Suor Plautilla’s image clearly draws upon these images but she has added three additional characters to the mixture, Joseph of Arimathea and the other two Marys who supported Jesus’s mother, Mary, whom Evangelist John describes as Mary, the mother of the sons of Zebedee and Mary of Clopas. The Mary at Christ’s feet is, of course, Mary Magdalene.
Andrea del Sarto had also reused some of these positions in 1423-24 for his Pieta with Saints
Finally, some of these images reappeared in this even more crowded painting by Perugino in his Lamentation of 1495.
So perhaps Vasari was a bit harsh to criticise Plautilla for being a copyist?
Nelli developed her own bottega of women painters in the Convent. In fact, Advancing Women Artist Founder, Jane Fortune, noted in a piece she wrote for the Florentine English Speaking Newspaper that well-known Nelli expert, Catherine Turrill, believed that many of the nuns at Santa Caterina were daughters of Florentine artisans, and the convent was recognised throughout Italy as a place where women could devote themselves to art -as well as their God.
In his “Lives” Vasari also named Suor Prudenza Cambi, Suor Agata Trabalesi, Suor Maria Ruggieri, as key Nelli supporters, and Suor Veronica, Suor Dionisia Niccolini, and his own sister Suor Maria Angelica Razzi as three additional producers.
The Key reason behind this Blog however, is to remind everyone that Suor Plautilla Nelli is the only female artist known to have painted a Last Supper for the refectory of a Major Church.

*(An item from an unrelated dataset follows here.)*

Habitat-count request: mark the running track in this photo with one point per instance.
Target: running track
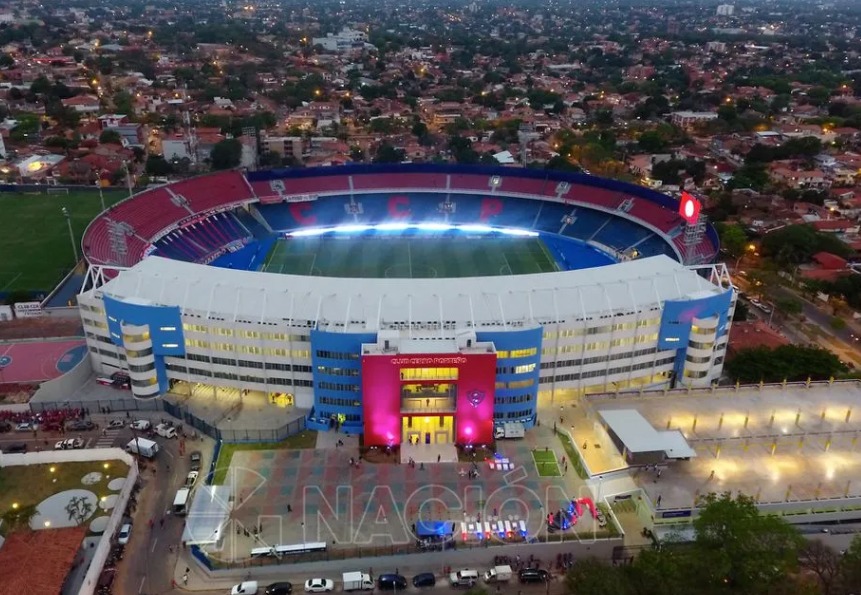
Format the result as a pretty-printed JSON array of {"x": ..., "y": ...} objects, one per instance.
[{"x": 37, "y": 361}]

In this case the refectory of Santa Maria Novella in Florence.
It is her only signed work and, sadly, having been neglected in a Refectory that has not been open to the public it is now, a work in dire need of Restoration.
This photo shows only how this huge painting looked superficially, so much of the original work has been lost, over-painted by unsympathetic restoration so a complete overhaul is badly needed to maintain this painting for future generations.
“When Plautilla Nelli painted her large-scale masterpiece depicting the Last Supper in the 1570s in Florence, Italy, she was doing something no woman before or after her had ever done.
But this painting requires restoration or risks being lost forever. Artists like her defied gender norms with their very actions.
Let’s restore her masterpiece together: by giving Nelli her voice, we change our perspective on history.
Advancing women artists are currently trying to raise the profile of this previously practically invisible female artist, by supporting a new exhibition about Plautilla Nelli at the Uffizi, which I can’t wait to see this week, and crowdfunding a campaign to help with the restoration of her Last Supper.